Rose, in New Book, Admits Betting on His Team: After denying for 14 years that he had bet on baseball, Pete Rose admits in a new book that he did, thus setting in motion a process that may win him reinstatement to baseball and election to the Hall of Fame. Rose, major league baseball's career leader in base hits, makes the admission in a 322-page autobiography entitled "My Prison Without Bars" (Rodale Press), in which he also acknowledges betting on his own team, the Cincinnati Reds, although never against them.
Whether the admission will be enough to persuade Commissioner Bud Selig to let Rose back into baseball remains to be seen. Selig has told associates that he is looking for contrition as well as a confession from Rose, and while Rose does say in the book that it is time for him to take responsibility for his actions, the apologetic words stretch only so far and are, at times, overshadowed by the feistiness for which he was famous as a player. "I'm sure that I'm supposed to act all sorry or sad or guilty now that I've accepted that I've done something wrong," he says in the epilogue of the book, a copy of which was purchased yesterday in a Chicago bookstore; it is scheduled to be released on Thursday. "But you see, I'm just not built that way. Sure, there's probably some real emotion buried somewhere deep inside.

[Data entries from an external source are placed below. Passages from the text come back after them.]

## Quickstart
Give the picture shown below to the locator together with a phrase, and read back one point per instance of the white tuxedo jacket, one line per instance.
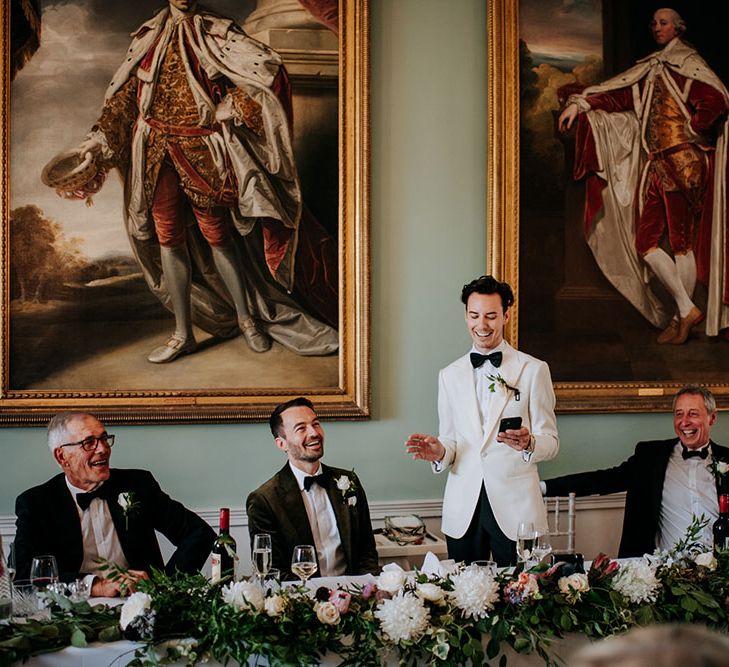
(473, 456)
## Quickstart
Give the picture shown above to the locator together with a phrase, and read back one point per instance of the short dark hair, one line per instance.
(276, 421)
(488, 285)
(696, 390)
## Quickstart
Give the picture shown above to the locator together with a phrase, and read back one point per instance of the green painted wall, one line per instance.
(428, 238)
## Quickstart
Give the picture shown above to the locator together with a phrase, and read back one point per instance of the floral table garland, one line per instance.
(418, 618)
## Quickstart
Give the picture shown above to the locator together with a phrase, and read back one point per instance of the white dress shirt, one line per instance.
(689, 490)
(482, 382)
(323, 525)
(100, 538)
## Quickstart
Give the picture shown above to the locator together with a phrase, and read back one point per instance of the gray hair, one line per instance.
(696, 390)
(675, 17)
(58, 427)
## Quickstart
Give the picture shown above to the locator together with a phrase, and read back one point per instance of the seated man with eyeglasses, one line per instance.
(91, 512)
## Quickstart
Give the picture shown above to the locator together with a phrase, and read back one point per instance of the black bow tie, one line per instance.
(477, 360)
(688, 453)
(84, 499)
(321, 480)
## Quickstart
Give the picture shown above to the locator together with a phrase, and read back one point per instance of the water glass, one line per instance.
(542, 547)
(261, 556)
(525, 538)
(43, 571)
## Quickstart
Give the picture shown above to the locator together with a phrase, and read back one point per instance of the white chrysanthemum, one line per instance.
(474, 592)
(136, 605)
(244, 594)
(430, 592)
(707, 560)
(403, 617)
(275, 605)
(637, 581)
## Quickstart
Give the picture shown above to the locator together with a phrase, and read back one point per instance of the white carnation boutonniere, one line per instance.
(719, 469)
(129, 505)
(503, 384)
(347, 488)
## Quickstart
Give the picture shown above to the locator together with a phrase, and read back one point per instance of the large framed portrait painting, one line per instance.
(612, 222)
(184, 209)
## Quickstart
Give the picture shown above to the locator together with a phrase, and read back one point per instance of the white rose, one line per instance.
(136, 605)
(577, 582)
(430, 592)
(327, 613)
(706, 559)
(243, 594)
(275, 605)
(391, 581)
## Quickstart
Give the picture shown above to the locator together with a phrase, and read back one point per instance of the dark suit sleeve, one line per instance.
(25, 544)
(368, 561)
(601, 482)
(40, 530)
(192, 537)
(262, 519)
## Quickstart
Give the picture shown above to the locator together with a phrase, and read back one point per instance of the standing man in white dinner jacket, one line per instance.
(493, 483)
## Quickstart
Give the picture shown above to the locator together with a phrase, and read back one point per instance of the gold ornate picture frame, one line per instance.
(600, 387)
(45, 369)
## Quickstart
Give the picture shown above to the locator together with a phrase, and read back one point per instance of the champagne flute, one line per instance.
(43, 572)
(542, 547)
(261, 556)
(303, 562)
(525, 538)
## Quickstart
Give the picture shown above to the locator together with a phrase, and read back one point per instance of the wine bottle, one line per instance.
(721, 525)
(224, 550)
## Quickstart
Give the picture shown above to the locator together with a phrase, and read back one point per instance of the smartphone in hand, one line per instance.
(509, 424)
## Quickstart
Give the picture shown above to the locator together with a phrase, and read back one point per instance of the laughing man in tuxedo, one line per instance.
(492, 480)
(91, 511)
(668, 482)
(307, 502)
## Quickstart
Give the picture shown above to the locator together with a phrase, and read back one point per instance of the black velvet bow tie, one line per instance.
(84, 499)
(321, 480)
(688, 453)
(477, 360)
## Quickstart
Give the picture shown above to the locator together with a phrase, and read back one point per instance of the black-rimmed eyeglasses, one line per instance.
(89, 444)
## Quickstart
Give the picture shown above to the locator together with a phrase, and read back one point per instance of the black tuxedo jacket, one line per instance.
(277, 508)
(642, 477)
(48, 523)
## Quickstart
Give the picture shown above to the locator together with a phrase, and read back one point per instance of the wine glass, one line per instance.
(303, 562)
(542, 547)
(261, 556)
(43, 571)
(525, 538)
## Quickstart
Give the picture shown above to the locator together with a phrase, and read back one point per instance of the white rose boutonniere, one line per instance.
(348, 488)
(129, 505)
(498, 379)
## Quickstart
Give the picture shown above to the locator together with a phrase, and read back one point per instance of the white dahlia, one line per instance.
(474, 592)
(403, 617)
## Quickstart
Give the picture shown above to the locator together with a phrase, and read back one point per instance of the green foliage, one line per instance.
(193, 621)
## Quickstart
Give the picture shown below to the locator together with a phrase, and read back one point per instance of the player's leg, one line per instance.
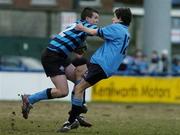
(94, 75)
(51, 63)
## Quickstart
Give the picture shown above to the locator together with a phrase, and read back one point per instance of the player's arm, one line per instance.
(90, 31)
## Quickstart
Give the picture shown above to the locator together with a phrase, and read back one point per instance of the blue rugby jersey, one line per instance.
(111, 54)
(69, 39)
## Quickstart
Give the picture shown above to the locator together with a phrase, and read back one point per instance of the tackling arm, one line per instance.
(85, 29)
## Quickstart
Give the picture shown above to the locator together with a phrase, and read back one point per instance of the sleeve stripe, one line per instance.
(100, 32)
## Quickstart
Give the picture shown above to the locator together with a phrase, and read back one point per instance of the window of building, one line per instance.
(94, 3)
(43, 2)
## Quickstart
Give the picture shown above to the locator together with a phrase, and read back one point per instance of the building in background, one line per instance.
(26, 25)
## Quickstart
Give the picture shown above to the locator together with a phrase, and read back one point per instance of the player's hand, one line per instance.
(79, 27)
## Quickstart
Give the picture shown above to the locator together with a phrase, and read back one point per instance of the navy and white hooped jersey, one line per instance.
(70, 38)
(111, 54)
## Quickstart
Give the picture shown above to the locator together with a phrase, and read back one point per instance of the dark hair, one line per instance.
(88, 12)
(125, 15)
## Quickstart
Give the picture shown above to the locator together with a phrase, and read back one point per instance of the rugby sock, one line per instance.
(75, 111)
(77, 102)
(42, 95)
(84, 94)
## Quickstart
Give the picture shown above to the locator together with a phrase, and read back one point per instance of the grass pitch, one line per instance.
(107, 119)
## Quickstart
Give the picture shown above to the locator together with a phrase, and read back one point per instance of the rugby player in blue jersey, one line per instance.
(105, 62)
(56, 62)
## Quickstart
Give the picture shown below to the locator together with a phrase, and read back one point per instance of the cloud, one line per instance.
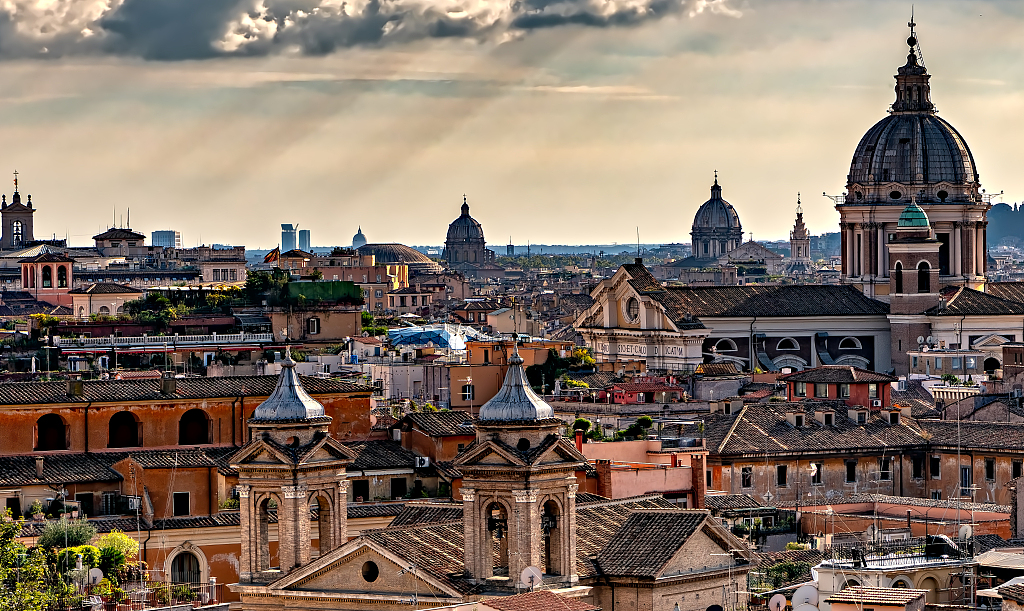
(176, 30)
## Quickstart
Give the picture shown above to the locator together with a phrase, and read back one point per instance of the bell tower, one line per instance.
(519, 488)
(291, 464)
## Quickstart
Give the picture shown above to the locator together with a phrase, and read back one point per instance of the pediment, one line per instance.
(990, 341)
(488, 452)
(343, 571)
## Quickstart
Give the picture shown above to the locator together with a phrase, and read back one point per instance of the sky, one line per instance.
(561, 121)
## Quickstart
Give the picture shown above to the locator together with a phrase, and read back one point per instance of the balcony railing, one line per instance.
(170, 341)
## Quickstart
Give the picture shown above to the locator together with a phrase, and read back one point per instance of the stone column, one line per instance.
(569, 534)
(528, 543)
(293, 528)
(247, 562)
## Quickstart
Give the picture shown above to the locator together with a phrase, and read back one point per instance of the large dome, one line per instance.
(912, 148)
(399, 253)
(464, 228)
(912, 155)
(716, 213)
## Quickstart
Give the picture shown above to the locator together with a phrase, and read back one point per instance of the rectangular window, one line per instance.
(886, 470)
(919, 467)
(966, 481)
(360, 490)
(182, 507)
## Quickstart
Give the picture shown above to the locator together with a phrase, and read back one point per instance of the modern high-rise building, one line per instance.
(288, 232)
(169, 238)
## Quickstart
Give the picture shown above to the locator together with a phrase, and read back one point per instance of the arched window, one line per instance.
(787, 344)
(551, 528)
(185, 569)
(849, 344)
(51, 433)
(725, 345)
(194, 428)
(124, 431)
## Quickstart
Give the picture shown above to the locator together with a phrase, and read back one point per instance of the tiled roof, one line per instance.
(961, 301)
(727, 502)
(543, 600)
(436, 549)
(598, 522)
(428, 513)
(380, 454)
(1009, 291)
(446, 423)
(647, 541)
(57, 469)
(974, 434)
(29, 393)
(772, 301)
(103, 288)
(837, 375)
(877, 596)
(763, 429)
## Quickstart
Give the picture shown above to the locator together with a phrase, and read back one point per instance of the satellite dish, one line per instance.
(777, 603)
(805, 595)
(530, 577)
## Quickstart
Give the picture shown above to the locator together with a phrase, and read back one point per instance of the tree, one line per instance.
(66, 533)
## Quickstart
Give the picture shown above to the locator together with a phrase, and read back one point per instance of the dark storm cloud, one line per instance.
(176, 30)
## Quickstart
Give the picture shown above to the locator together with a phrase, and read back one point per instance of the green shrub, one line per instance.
(66, 533)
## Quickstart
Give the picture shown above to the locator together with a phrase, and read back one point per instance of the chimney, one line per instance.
(168, 384)
(604, 478)
(698, 474)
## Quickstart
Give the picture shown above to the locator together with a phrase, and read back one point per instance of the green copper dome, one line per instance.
(912, 216)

And maybe I'd be a better person if I let that side of my personality come out. But it just doesn't surface too often. So let's leave it like this. . . . I'm sorry it happened, and I'm sorry for all the people, fans and family that it hurt. Let's move on."

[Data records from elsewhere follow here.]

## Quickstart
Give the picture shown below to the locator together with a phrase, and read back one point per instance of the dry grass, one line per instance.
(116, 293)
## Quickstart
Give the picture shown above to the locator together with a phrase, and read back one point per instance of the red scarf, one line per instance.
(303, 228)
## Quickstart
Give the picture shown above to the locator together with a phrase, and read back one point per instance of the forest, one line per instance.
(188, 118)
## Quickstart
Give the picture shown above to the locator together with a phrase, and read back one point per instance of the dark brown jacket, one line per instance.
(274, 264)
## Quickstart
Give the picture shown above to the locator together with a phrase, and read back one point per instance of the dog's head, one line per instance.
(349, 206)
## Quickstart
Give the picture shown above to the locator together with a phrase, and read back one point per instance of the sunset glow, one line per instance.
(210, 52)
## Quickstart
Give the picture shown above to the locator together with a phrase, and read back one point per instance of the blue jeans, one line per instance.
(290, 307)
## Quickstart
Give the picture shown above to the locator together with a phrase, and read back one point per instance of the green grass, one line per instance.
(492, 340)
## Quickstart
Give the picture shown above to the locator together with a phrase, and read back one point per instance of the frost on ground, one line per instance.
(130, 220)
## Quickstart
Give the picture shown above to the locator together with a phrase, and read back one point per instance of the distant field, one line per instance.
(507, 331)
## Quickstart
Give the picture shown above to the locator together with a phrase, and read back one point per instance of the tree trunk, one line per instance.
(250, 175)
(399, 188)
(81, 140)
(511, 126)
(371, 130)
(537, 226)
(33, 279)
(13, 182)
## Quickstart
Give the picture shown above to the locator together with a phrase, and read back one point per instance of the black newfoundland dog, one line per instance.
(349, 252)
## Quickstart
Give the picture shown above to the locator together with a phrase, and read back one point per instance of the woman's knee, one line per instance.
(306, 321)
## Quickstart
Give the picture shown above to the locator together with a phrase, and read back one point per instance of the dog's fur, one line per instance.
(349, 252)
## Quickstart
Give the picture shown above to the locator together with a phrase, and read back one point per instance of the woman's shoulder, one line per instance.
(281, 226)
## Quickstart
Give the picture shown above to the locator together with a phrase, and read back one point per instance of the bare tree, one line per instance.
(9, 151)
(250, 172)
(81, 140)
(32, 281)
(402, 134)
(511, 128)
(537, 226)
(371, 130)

You know, this whole publicity circus has been a fascinating study in watching someone publicly shoot themselves in the foot, while simultaneously knowing that they're doing so and being completely and totally unable to stop doing it. Leave aside the fact that the confesssion is years too late. The fact remains that it's essentially a paid confession, and the one thing the Commissioner has demanded -- contrition -- is apparently nowhere in evidence. Baseball officials, for once, also raise a perfectly reasonable question when they ask what's to keep Rose from betting on baseball again. The answer, "I know what you're thinking: If we let you back into baseball, Pete, what's to stop you from gambling again? Listen: There hasn't been a day in my life when I didn't regret making those bets. I wish I could take it all back, but I can't. What's done is done." is wholly inadequate; regretting the past doesn't necessarily prevent future behavior. The fact that he also doesn't see why his gambling problem made such a difference would indicate that baseball probably has no reason to reinstate him; all he sees is that this brouhaha is preventing him from reaching the Hall of Fame, and from being a manager again. As long as his focus is that narrow, baseball certainly has no reason to reinstate him. Selig may or may not be a fair man as commissioner -- the debate is certainly ongoing on that score -- but even the fairest of people would have to conclude that Rose has not only not made his case, but may have done it some damage with this book.